I want to do something like:
update foo set ver = ( select generate_series(1, 1000) );
or maybe
update foo set ver = v from (select generate_series(1, 1000) as v );
...but of course neither of those work. Can anyone point out the obvious for me?
You need a primary key (or a unique column) to individually update rows of a table.

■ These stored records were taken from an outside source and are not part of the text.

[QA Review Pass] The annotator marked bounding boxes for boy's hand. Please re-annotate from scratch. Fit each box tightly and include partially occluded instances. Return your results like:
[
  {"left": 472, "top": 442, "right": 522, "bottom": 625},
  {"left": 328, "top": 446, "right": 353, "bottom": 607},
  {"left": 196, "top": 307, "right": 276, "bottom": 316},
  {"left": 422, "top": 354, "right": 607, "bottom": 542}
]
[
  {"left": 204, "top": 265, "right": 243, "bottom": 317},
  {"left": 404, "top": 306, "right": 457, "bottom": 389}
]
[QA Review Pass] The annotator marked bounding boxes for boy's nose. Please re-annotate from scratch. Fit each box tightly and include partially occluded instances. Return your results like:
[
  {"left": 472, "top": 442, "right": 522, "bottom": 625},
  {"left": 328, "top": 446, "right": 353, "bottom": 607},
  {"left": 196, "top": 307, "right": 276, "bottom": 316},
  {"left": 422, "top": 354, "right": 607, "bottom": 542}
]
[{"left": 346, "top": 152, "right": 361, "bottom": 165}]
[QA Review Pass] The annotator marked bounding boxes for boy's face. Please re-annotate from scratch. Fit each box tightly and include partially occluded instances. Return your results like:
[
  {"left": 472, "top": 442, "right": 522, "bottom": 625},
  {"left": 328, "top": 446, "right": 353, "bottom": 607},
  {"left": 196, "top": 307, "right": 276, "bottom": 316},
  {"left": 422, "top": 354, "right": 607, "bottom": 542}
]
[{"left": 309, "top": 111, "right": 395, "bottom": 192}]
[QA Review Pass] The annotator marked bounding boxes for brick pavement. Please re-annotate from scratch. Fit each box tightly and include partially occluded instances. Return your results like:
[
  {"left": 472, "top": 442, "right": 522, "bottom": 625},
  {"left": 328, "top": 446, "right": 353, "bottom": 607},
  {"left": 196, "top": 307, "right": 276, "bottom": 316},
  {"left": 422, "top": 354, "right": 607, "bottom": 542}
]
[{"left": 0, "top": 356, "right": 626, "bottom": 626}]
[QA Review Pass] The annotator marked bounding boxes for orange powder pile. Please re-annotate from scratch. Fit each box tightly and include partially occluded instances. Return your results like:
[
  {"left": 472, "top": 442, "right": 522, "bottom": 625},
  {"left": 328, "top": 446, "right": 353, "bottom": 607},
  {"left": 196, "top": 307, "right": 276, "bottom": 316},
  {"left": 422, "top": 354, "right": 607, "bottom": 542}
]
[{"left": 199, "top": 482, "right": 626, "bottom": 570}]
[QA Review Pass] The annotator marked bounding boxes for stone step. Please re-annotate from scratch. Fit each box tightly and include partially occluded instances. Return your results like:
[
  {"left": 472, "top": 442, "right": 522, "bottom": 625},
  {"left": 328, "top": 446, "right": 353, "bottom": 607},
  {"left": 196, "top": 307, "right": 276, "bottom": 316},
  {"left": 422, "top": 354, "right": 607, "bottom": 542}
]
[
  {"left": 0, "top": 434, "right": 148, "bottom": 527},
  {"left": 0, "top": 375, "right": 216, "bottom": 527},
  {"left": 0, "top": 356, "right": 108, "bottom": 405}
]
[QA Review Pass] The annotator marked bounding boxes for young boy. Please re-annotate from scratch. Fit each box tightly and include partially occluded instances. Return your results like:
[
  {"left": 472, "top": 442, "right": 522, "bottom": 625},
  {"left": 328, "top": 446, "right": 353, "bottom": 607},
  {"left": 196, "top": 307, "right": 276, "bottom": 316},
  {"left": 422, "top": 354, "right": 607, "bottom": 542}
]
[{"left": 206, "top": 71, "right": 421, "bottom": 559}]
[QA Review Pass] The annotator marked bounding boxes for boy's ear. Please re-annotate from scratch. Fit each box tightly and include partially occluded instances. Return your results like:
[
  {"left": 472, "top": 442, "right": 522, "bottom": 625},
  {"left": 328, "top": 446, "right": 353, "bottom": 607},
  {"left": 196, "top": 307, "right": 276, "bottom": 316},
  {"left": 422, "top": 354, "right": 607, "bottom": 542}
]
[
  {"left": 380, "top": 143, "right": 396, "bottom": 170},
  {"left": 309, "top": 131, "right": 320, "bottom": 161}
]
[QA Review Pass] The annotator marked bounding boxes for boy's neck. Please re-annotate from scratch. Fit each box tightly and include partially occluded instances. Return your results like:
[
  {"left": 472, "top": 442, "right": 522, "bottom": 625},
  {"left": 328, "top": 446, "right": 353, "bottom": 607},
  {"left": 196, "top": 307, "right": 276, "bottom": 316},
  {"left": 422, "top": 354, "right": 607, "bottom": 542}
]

In the lack of such a column you can use the hidden column ctid
which is unique by definition, example:
update foo f
set ver = rn
from (
select ctid, row_number() over (order by ctid) as rn
from foo
) s
where f.ctid = s.ctid
Use some PL/pgSQL code:
DO
$$DECLARE
c CURSOR FOR SELECT * FROM foo;
x foo;
i integer := 1;
BEGIN
OPEN c;
LOOP
FETCH c INTO x;
EXIT WHEN NOT FOUND;
UPDATE foo SET ver = i WHERE CURRENT OF c;
i := i + 1;
END LOOP;
END;$$;
Then you can add a unique constraint:
ALTER TABLE foo ADD UNIQUE(ver);
First, create a sequence.
create sequence foo_ver;
then add the column with a default value of the next number in the sequence.
alter table foo add ver integer default nextval('foo_ver') not null;
data is auto-populated, and new records will automatically get a new, unique number.
Optional: create unique index to be sure.